Tudo a ver. O moralismo "espírita" mais pune os diferenciados do que os errados, protegendo pessoas de índole retrógrada, mas comprometida com o zelo do que as forças conservadoras entendem como "equilíbrio moral". E isso dá para juntar as peças do quebra-cabeça.

As próprias forças políticas, empresariais e midiáticas que promovem a supremacia do conservadorismo sócio-cultural se apoiam nos mesmos valores moralistas religiosos, na defesa da "família" e no combate à "subversão", lançando mão de medidas intimidatórias (como a pistolagem) ou de processos de domesticação sócio-cultural das classes populares.

Daí que, musicalmente, juntando esses interesses com outros comerciais e de outra natureza controladora, mesmo num contexto "laico", essas forças se afinam muito com o "espiritismo", tanto que, na Salvador de Divaldo Franco e José Medrado, a quase totalidade de músicos adeptos ou simpatizantes de sua doutrina vêm justamente da axé-music.

Fora os clássicos já muito manjados da MPB autêntica, como a citada "Canção da América" de Milton Nascimento e Fernando Brant ou "Eu Sei Que Vou Te Amar", de Tom Jobim e Vinícius de Moraes, o "espiritismo" não tem interesse em apreciar a canção brasileira de qualidade, que realmente elevasse o espírito, mas apenas canções "feitas para toda a família".

CHITÃOZINHO & XORORÓ E ALEXANDRE PIRES - ELES TAMBÉM TENTAM TIRAR VANTAGEM COM "PALAVRAS DE AMOR".

É como defender a produção de sucos que valem mais pelo gosto do açúcar do que pelo sabor de sua respectiva fruta.

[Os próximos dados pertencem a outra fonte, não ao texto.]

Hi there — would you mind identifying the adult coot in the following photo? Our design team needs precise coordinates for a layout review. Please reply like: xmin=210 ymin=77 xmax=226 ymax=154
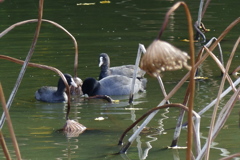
xmin=82 ymin=75 xmax=146 ymax=96
xmin=99 ymin=53 xmax=145 ymax=80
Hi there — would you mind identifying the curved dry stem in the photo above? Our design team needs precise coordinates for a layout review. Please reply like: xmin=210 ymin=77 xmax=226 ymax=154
xmin=205 ymin=38 xmax=240 ymax=159
xmin=0 ymin=83 xmax=21 ymax=160
xmin=118 ymin=103 xmax=188 ymax=145
xmin=0 ymin=0 xmax=44 ymax=128
xmin=0 ymin=19 xmax=78 ymax=77
xmin=0 ymin=55 xmax=70 ymax=120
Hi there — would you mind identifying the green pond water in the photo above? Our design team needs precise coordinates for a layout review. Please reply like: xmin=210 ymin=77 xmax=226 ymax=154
xmin=0 ymin=0 xmax=240 ymax=160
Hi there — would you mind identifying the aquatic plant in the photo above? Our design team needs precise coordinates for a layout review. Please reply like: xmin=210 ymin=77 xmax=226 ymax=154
xmin=119 ymin=2 xmax=240 ymax=159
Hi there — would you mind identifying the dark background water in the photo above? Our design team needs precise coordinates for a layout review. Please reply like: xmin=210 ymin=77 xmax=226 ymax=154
xmin=0 ymin=0 xmax=240 ymax=159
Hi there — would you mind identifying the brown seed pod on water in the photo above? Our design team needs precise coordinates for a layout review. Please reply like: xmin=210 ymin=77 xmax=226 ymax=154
xmin=140 ymin=39 xmax=191 ymax=77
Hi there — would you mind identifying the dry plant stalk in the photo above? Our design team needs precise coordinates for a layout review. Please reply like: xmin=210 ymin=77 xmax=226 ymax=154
xmin=140 ymin=1 xmax=195 ymax=159
xmin=0 ymin=0 xmax=44 ymax=128
xmin=0 ymin=130 xmax=11 ymax=159
xmin=203 ymin=38 xmax=240 ymax=159
xmin=0 ymin=83 xmax=21 ymax=160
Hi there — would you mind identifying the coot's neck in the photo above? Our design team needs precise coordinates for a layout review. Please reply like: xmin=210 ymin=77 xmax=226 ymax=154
xmin=56 ymin=78 xmax=66 ymax=94
xmin=99 ymin=61 xmax=110 ymax=80
xmin=89 ymin=81 xmax=101 ymax=96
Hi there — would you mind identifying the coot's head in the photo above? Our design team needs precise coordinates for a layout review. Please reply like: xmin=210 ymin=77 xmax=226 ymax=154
xmin=99 ymin=53 xmax=110 ymax=67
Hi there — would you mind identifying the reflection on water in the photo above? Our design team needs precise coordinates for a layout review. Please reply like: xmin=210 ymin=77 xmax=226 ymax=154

Além disso, o padrão de "liberdade moral" do "espiritismo" brasileiro permite, em contrapartida, que se apresentem às crianças sucessos como "Beijinho no Ombro" e "Segura o Tchan", apenas dentro dos limites "saudáveis" da "moralidade espírita".

Isso para não dizer a canastrice pseudo-sofisticada e pseudo-MPB de nomes da música brega, como Chitãozinho & Xororó, Alexandre Pires, Leonardo, Daniel e Zezé di Camargo & Luciano, além de nomes mais recentes como Luan Santana, Thiaguinho e Cláudia Leitte, que tentam algum "lugar nobre" na Música Popular Brasileira seguindo a mesma cartilha das "palavras de amor".

É a mesma desculpa que faz Chico Xavier ser visto como um "vice-deus" e que, na música brasileira, faz do romantismo um artifício para que muitos canastrões musicais tentem entrar no primeiro time da MPB pela porta dos fundos, ou pela porta da frente, se algum complacente deixar.

Mas como essa "moralidade" é confusa, enérgica demais com quem é diferenciado e elevado, e branda demais com quem comete erros graves, tem tudo a ver a musicalidade brega predominar no país que é anunciado como a "vanguarda da espiritualidade planetária".

Sem representar alternativa real à religiosidade predominante, o "espiritismo" cria condições diversas que propiciam a degradação cultural do país, e não adianta os líderes "espíritas" reclamarem das baixarias do "funk", "sertanejo universitário" e quejandos. O "espiritismo" prometeu remediar a sociedade, mas trouxe doenças ainda piores que refletem na cultura brasileira como um todo.